Integrate AutoRound into Diffusers by xin3he · Pull Request #13552 · huggingface/diffusers

xin3he · 2026-04-23T13:37:55Z

What does this PR do?

This pull request introduces support for the AutoRound quantization algorithm in the Diffusers library. AutoRound is a weight-only quantization method that enables efficient inference by optimizing weight rounding and min-max ranges, primarily targeting the W4A16 configuration (4-bit weights, 16-bit activations). The changes add a new quantization config, quantizer class, backend integration, and comprehensive documentation, while ensuring proper handling of optional dependencies.

Key changes:

AutoRound quantization support

Added a new AutoRoundConfig class to quantization_config.py for configuring AutoRound quantization parameters, including bits, group size, symmetry, backend, and modules to exclude from quantization.
Introduced the AutoRoundQuantizer class in quantizers/autoround/autoround_quantizer.py, implementing the logic for loading pre-quantized AutoRound models and integrating with the auto-round library.
Registered AutoRoundConfig and AutoRoundQuantizer in the quantization auto-mapping logic, enabling selection via the "auto-round" key

Dependency management and import handling

Added is_auto_round_available utility and integrated it into the main import structure and conditional imports, ensuring that AutoRound features are only available if the dependency is installed.

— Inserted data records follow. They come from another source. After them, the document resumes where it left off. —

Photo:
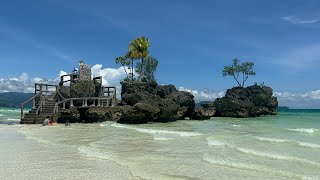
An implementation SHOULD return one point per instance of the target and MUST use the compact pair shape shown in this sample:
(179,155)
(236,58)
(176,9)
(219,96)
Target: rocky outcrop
(150,102)
(101,114)
(242,102)
(206,111)
(72,115)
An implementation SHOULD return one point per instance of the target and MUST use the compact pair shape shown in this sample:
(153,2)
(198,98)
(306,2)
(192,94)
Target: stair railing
(96,100)
(39,109)
(33,103)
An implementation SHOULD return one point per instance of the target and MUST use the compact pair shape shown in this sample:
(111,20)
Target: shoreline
(26,158)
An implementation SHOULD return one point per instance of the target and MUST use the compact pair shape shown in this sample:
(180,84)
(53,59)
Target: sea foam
(307,144)
(92,152)
(157,131)
(247,166)
(10,119)
(305,130)
(215,142)
(276,156)
(272,139)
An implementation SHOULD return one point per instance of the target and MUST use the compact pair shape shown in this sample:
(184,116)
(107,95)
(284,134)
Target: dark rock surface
(72,115)
(242,102)
(101,114)
(206,111)
(150,102)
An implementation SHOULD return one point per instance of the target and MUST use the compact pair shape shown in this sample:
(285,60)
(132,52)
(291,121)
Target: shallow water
(286,146)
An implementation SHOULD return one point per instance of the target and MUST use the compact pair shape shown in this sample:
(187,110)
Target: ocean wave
(300,143)
(157,131)
(246,166)
(103,125)
(305,130)
(10,110)
(214,142)
(272,139)
(235,125)
(307,144)
(159,137)
(276,156)
(11,119)
(92,152)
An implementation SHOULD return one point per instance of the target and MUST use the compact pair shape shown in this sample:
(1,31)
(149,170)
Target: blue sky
(192,40)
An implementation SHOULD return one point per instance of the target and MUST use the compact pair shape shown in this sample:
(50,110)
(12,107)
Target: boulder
(242,102)
(206,111)
(101,114)
(155,103)
(72,115)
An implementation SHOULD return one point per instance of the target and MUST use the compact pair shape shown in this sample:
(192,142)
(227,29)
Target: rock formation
(206,111)
(242,102)
(145,102)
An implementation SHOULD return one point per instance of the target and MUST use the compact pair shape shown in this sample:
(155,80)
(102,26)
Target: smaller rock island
(81,98)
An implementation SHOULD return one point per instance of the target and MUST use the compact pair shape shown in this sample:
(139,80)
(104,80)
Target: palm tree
(128,56)
(139,49)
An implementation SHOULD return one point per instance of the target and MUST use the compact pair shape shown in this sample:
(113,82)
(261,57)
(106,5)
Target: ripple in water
(158,131)
(92,152)
(304,130)
(247,166)
(276,156)
(304,144)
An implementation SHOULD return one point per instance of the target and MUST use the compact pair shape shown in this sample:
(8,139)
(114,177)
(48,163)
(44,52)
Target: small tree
(236,69)
(125,63)
(149,68)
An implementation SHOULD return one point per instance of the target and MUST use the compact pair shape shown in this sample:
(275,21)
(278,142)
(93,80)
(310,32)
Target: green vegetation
(139,50)
(125,63)
(149,68)
(244,69)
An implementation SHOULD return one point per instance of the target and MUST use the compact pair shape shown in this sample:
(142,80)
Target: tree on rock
(139,49)
(240,72)
(149,68)
(125,63)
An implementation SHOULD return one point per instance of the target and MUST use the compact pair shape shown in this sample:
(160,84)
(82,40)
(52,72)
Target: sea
(284,146)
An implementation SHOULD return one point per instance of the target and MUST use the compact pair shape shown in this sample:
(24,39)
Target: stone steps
(47,111)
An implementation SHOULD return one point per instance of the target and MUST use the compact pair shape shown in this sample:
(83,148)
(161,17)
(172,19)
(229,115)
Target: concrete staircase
(47,111)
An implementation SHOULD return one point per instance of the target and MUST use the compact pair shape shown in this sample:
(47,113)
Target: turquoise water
(286,146)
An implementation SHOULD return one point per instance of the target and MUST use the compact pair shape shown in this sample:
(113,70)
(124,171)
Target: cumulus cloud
(297,20)
(110,76)
(299,100)
(22,83)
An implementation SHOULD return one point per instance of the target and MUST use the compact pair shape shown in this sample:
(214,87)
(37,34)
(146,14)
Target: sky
(192,40)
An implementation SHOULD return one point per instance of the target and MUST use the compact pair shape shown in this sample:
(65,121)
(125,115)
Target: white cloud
(306,100)
(296,20)
(110,76)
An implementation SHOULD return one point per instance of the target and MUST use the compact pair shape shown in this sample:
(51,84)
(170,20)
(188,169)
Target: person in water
(46,122)
(49,122)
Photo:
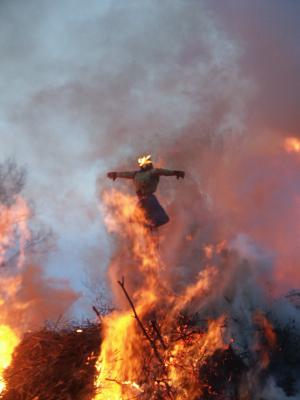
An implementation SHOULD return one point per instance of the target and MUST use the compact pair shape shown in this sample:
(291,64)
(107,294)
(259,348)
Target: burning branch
(149,339)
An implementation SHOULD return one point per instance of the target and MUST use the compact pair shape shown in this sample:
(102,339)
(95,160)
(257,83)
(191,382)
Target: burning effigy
(205,330)
(213,338)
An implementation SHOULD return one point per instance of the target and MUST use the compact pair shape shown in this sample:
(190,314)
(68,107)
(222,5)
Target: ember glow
(292,145)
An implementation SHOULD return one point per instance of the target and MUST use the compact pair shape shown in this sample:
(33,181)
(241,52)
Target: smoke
(205,87)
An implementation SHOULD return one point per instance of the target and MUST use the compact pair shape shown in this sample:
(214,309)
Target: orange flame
(125,350)
(292,145)
(14,234)
(8,342)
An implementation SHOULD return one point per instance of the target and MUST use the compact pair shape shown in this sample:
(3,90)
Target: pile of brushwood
(59,364)
(55,364)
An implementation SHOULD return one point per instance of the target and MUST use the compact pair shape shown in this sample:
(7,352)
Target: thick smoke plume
(206,87)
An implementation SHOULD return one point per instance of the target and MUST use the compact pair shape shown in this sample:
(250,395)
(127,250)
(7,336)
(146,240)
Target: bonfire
(209,339)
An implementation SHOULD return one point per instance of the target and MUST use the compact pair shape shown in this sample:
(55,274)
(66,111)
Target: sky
(88,87)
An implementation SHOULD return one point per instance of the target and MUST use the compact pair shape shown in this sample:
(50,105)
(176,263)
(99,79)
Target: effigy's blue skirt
(155,214)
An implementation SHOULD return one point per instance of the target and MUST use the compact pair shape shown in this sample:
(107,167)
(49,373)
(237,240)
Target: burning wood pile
(217,336)
(61,363)
(54,364)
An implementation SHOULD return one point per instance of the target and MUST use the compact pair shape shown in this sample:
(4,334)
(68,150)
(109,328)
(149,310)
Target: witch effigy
(146,180)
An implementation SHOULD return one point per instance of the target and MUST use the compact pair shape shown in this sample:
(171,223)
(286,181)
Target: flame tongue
(14,234)
(292,145)
(152,363)
(8,342)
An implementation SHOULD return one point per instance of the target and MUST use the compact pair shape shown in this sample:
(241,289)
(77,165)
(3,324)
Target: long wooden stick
(151,342)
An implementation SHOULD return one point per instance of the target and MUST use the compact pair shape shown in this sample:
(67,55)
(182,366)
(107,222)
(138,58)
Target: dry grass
(54,364)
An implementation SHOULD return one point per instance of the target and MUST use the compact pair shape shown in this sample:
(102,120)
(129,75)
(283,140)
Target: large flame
(14,235)
(129,364)
(292,144)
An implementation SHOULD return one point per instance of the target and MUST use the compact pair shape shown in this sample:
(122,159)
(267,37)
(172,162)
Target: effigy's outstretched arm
(126,174)
(169,172)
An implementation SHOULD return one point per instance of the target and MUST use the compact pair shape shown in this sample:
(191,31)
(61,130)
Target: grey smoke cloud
(202,85)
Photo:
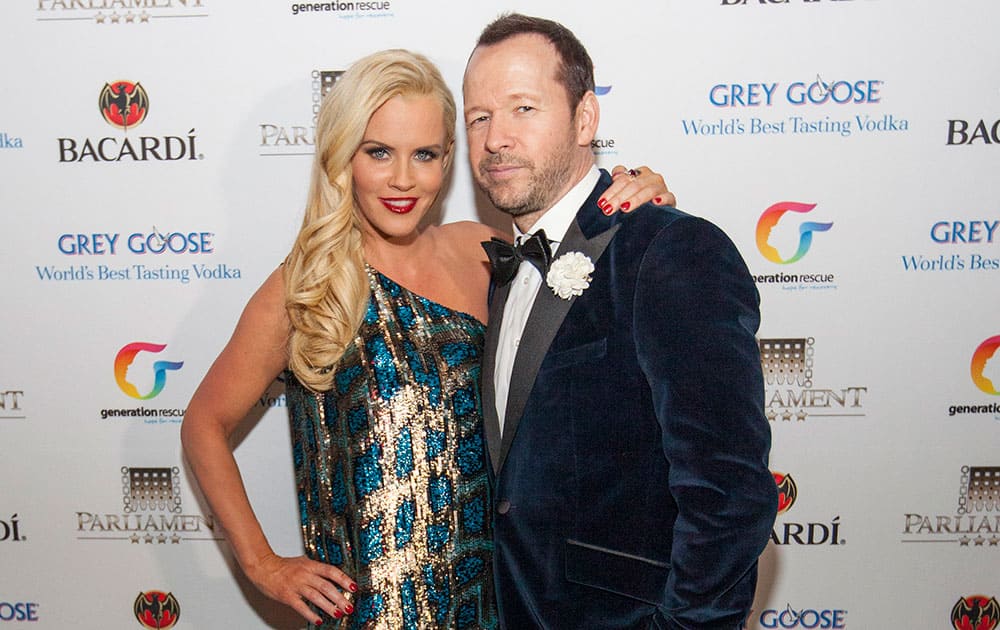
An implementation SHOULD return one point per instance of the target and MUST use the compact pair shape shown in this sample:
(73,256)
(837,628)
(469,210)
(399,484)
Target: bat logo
(157,610)
(787,491)
(976,612)
(123,104)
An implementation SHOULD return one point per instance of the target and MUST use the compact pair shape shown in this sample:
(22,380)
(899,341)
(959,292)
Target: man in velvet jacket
(623,415)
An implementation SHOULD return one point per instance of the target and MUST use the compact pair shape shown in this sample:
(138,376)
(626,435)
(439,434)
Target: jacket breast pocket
(625,574)
(584,352)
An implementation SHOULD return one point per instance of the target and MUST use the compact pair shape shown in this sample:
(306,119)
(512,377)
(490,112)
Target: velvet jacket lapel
(589,233)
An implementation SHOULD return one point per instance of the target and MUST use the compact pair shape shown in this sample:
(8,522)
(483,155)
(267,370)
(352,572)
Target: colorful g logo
(980,358)
(770,219)
(124,359)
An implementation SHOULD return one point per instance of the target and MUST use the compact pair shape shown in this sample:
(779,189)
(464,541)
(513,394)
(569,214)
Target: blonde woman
(377,320)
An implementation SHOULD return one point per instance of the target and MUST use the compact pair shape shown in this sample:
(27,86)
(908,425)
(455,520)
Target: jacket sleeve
(696,316)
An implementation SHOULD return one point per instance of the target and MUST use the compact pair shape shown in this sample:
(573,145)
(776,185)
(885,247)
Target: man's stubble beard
(544,183)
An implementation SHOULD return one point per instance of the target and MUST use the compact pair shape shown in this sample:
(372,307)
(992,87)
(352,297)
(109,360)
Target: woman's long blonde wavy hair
(326,287)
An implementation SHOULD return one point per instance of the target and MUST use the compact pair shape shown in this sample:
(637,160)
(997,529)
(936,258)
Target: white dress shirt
(524,287)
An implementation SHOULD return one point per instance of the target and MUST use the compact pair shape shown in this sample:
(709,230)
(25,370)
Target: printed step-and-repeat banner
(850,148)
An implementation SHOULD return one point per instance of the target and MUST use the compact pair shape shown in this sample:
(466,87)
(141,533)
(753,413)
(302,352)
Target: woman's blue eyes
(422,155)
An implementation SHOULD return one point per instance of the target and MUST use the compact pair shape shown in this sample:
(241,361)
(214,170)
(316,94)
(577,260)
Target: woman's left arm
(633,187)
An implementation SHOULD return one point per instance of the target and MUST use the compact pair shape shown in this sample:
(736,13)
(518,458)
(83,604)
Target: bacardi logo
(798,533)
(123,104)
(787,491)
(156,610)
(976,612)
(10,530)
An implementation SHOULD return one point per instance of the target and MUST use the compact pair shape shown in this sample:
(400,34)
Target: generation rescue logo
(789,392)
(784,238)
(984,369)
(956,246)
(975,521)
(136,256)
(12,404)
(976,612)
(151,512)
(124,106)
(839,107)
(362,9)
(156,610)
(604,145)
(282,139)
(152,366)
(119,12)
(794,532)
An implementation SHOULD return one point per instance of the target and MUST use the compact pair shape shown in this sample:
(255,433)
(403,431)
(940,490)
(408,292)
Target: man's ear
(586,119)
(449,155)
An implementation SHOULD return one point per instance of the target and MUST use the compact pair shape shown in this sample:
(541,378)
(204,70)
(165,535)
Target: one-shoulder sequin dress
(390,467)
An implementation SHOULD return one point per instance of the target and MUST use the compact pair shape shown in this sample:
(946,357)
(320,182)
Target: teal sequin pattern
(390,467)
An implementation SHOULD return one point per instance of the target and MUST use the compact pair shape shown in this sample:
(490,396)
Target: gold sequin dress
(390,467)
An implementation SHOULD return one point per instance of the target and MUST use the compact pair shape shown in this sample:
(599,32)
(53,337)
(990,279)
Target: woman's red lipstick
(399,205)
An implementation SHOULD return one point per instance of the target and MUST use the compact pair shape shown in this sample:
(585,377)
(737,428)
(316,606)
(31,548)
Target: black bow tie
(505,257)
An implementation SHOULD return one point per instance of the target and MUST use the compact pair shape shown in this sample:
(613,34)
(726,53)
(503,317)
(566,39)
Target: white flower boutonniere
(569,274)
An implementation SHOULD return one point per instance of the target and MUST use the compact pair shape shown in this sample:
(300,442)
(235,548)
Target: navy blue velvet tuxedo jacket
(631,479)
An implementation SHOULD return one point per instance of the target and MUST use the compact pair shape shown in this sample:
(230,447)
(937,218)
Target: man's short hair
(576,70)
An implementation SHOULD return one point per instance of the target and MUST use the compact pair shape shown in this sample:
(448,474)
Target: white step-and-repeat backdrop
(849,147)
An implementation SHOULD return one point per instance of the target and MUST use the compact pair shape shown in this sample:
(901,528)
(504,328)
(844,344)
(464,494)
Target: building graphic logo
(976,519)
(124,359)
(788,384)
(151,512)
(123,104)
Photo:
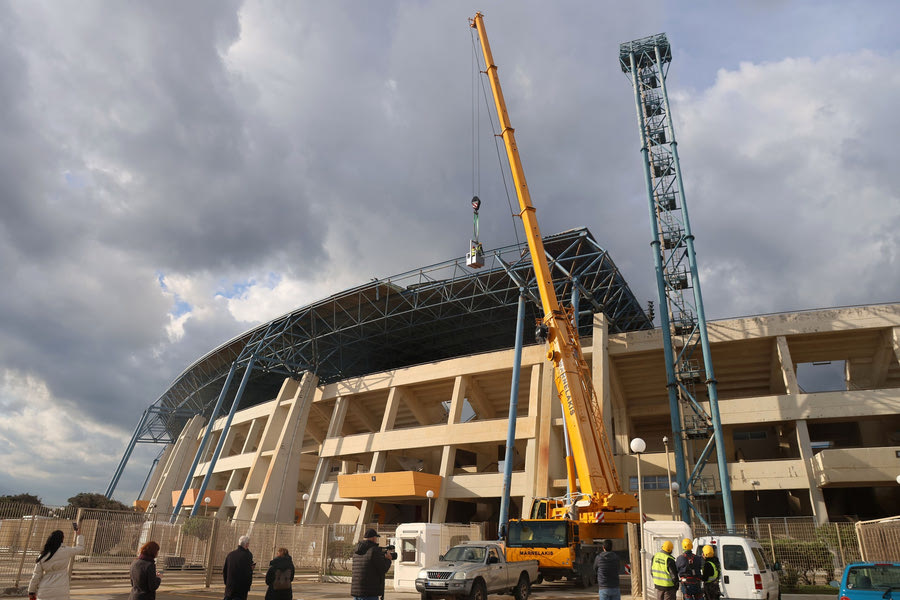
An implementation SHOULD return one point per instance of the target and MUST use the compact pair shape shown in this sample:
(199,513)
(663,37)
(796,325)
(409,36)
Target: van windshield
(761,559)
(733,558)
(874,577)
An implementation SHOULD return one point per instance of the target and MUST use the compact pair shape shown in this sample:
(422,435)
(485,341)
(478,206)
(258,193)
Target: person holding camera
(145,579)
(370,563)
(237,572)
(50,580)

Dummy objects are provided otherwise.
Implemented a test utility require_auto_round_version_greater_or_equal for version-gated testing of AutoRound features.

Documentation

Added a comprehensive user guide at docs/source/en/quantization/autoround.md, including usage examples, backend options, configuration details, and resource links.

These changes collectively enable seamless integration of AutoRound quantization into Diffusers, with robust configuration, backend selection, and user guidance.

Existed Model

cc @wenhuach21 @thuang6 @hshen14

Before submitting

This PR fixes a typo or improves the docs (you can dismiss the other checks if that's the case).
Did you read the contributor guideline?
Did you read our philosophy doc (important for complex PRs)?
Was this discussed/approved via a GitHub issue or the forum? Please add a link to it if that's the case.
Did you make sure to update the documentation with your changes? Here are the
documentation guidelines, and
here are tips on formatting docstrings.
Did you write any new necessary tests?

Who can review?

@yiyixuxu @asomoza @stevhliu @sayakpaul

Anyone in the community is free to review the PR once the tests have passed. Feel free to tag
members/contributors who may be interested in your PR.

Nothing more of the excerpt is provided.